Budgie’s Journal #174 – “Aesthetics Are Important” or “If You Don’t Look Good, You Look Bad.”
This is a follow-up from Tuesday’s piece, The Bane of the Independent Writer, which was about indie authors ignoring the fact they aren’t edited and their self-published books aren’t properly formatted. I touched on covers a bit, and I missed some important points. Well, here they are.
If you want to get caught up, here’s a link to the aforementioned blog post: The Bane of the Independent Writer.
When I set out to write that post, I had no intention to put other writers on blast like that. Do people still say “on blast”? Did they ever? Anyway, it got out of hand, but I don’t apologize. Some things need to be said, and I’m not one to coddle.
Also, as one last disclaimer, this isn’t an ad for A Million and One’s self-publishing and graphics services. Yes, we edit, format, and do covers, but that’s not why I’m posting it. Although, if you are interested, you can check it out here: A Million and One Self-Publishing Services Page.
OK. Let’s get down in the straight poop and have us a real talk.
I made this point yesterday, and it’s something that has been said by multiple writers: “A cover isn’t important if the content inside is good.”
“You can’t judge a book by its cover.”
Also wrong (and a cliche). That’s what covers are for: judgement. It’s your first impression to potential readers. It’s your teaser; your visual flirtation.
Making your book look good is as important as the content within. Your cover will grab your potential readers’ attention or turn them off. A book with a generic photo and just your title might was well be camouflage to the shelf on which it sits. And yes, this includes a virtual shelf as well as a physical one.
Get a cover that burns: reds, oranges, and yellows attract attention like fire. Blues and greens tend to be more passive, but this doesn’t mean you can’t use them. Be anything but generic, but don’t misrepresent your book by using a cover image that has nothing to do with your book just to hook readers.
Make sure you’re sized right too. The default paperback book on Amazon is 6×9. If you have to shrink or stretch your image to fit, you’ll end up blurring it or having a border around it. I can’t even tell you how many times I’ve seen someone put out a cover with a black border on the top and bottom because they used a square picture for a rectangular cover. That’s just basic geometry.
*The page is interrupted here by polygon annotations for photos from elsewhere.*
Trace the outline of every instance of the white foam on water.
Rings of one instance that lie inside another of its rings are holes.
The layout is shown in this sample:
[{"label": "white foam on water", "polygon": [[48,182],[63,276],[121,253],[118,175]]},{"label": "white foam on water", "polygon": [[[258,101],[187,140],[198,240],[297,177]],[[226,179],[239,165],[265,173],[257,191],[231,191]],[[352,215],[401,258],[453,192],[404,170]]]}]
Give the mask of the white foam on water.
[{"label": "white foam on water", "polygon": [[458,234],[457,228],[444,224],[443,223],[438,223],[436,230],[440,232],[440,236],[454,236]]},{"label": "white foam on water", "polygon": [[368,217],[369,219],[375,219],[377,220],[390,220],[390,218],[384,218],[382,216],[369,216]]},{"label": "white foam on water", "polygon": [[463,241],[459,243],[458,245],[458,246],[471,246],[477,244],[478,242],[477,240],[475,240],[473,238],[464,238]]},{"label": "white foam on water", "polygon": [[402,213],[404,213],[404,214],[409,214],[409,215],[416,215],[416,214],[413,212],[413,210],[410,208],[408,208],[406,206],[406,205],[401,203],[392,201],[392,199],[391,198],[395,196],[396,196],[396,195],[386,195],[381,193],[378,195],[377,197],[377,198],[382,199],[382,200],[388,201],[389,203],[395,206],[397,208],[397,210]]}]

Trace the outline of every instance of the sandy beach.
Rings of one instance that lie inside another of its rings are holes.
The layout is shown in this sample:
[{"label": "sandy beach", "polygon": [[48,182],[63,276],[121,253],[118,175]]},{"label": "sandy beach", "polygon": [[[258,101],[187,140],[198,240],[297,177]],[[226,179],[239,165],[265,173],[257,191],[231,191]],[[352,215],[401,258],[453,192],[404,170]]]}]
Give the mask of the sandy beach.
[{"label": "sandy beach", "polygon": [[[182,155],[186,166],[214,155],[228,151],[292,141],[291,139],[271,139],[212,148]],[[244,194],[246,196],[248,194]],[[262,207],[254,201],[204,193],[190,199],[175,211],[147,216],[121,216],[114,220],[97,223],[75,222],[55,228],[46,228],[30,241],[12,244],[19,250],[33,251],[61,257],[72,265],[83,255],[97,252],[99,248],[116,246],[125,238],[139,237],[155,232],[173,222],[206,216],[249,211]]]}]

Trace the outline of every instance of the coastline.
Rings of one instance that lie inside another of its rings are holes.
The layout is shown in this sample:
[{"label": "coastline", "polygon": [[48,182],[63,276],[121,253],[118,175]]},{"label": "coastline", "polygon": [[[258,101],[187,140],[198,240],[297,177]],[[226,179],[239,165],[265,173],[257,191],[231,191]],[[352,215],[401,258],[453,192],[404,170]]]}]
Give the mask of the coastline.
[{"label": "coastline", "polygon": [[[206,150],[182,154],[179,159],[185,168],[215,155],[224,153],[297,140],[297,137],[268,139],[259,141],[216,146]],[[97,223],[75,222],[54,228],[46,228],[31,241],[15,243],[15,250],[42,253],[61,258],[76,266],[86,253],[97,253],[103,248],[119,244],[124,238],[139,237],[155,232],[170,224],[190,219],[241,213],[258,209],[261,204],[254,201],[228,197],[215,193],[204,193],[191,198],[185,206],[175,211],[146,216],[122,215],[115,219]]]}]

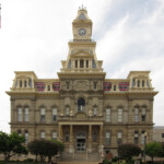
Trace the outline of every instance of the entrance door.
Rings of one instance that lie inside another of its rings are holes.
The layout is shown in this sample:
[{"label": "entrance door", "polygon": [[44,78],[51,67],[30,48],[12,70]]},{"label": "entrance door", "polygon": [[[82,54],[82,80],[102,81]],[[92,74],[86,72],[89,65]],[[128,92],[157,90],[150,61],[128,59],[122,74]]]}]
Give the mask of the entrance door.
[{"label": "entrance door", "polygon": [[77,150],[85,151],[85,139],[77,139]]},{"label": "entrance door", "polygon": [[77,134],[77,151],[85,151],[85,132]]}]

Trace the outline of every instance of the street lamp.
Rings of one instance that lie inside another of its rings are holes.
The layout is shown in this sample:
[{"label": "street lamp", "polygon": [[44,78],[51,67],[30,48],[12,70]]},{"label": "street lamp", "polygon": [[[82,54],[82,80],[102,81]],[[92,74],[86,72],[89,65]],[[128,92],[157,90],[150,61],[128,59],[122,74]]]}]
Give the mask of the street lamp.
[{"label": "street lamp", "polygon": [[144,132],[144,163],[145,163],[145,145],[147,145],[147,132]]}]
Trust me… I learned some of this the hard way, and I’ve changed covers because of it on a few books. If you’re not making your own cover, let whoever is making it know the dimensions you need. Be wary of putting text too close to the edges too.
Allow me to self-indulge and share some of my cover art from some recent books of mine as an example:
The inside of your book is no different. I’ve talked to a dozen or so authors who have no clue how to format texts for paperback versions of their books. Selling in Kindle is easier, since formatting isn’t as important for e-readers. Amazon will automatically make it fit whatever screen the reader is using (you just need headers and page breaks). For paperbacks, though, you need to clean it up yourself.
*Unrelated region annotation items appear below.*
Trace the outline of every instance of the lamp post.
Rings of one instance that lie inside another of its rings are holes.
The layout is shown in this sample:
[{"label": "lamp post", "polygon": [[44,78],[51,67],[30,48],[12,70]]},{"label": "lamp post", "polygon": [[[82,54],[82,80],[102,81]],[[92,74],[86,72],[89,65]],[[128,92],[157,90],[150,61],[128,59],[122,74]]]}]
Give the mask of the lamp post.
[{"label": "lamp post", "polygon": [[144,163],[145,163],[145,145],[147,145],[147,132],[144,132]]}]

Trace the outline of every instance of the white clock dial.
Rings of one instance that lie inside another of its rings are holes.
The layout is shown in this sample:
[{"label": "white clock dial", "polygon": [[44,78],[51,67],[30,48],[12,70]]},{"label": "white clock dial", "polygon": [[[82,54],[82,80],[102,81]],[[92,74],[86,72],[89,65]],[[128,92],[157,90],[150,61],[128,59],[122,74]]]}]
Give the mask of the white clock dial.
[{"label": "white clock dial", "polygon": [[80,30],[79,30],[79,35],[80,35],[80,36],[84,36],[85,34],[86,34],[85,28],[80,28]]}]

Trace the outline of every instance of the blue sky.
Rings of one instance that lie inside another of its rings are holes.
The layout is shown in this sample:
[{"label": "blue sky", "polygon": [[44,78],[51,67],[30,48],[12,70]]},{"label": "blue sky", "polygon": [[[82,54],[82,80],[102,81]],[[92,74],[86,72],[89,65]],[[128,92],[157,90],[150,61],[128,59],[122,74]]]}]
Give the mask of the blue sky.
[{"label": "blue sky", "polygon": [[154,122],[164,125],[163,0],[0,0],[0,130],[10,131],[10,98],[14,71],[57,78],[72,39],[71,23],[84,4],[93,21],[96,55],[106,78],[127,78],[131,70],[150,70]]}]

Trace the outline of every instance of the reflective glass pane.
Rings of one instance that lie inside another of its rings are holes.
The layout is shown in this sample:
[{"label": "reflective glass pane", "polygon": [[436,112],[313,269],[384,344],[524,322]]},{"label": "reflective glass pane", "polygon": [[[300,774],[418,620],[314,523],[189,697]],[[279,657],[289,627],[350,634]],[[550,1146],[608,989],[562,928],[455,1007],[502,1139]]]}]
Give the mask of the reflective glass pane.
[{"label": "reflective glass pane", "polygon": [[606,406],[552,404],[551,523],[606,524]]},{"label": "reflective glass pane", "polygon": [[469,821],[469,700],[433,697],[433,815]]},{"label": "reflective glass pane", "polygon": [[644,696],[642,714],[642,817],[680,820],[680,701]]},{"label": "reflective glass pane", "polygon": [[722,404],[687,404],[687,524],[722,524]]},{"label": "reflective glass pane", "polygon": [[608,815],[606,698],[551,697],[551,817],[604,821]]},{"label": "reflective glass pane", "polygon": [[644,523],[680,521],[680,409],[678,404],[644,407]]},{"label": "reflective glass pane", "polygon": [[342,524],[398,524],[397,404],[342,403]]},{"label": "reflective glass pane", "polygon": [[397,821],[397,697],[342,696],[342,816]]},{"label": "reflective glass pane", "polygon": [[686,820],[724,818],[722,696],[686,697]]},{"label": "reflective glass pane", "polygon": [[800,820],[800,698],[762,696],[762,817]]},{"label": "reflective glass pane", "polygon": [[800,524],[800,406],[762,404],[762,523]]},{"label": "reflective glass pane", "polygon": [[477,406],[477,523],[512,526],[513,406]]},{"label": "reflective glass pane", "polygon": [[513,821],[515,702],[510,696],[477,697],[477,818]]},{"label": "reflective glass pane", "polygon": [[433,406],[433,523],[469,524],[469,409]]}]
Proper margins, title pages, headers, page breaks, fonts, hyphenations, and page numbers are the basic set of formatting tools you’ll need. If it looks rough on the inside, you’ll turn off your reader.
Again, I’m not getting into editing again, but punctuation and grammatical editing is also extremely important.
I honestly didn’t know formatting was so hard a concept for some people. Maybe I found it easier since I took Word-based classes in college. If you have the chance to take a course, do so. If you can’t, there are those online who can help (heavy hint to check that Million and One link from earlier).
Write well and look good doing it. Your name is on the book, and you have a reputation to uphold. I know buying cover art isn’t cheap. I’ve been quoted up to six hundred bucks for a simple cover, and I’m lucky to have some artistic friends like Dan Civitella, Jim Watts of Vagabond Saints, and Katherine Marshall of A Million and One Magazine to help me.
Again: When you look bad, it makes the community look bad. Don’t learn about the importance of aesthetics the hard way. I want you to sell books and look damn good doing it.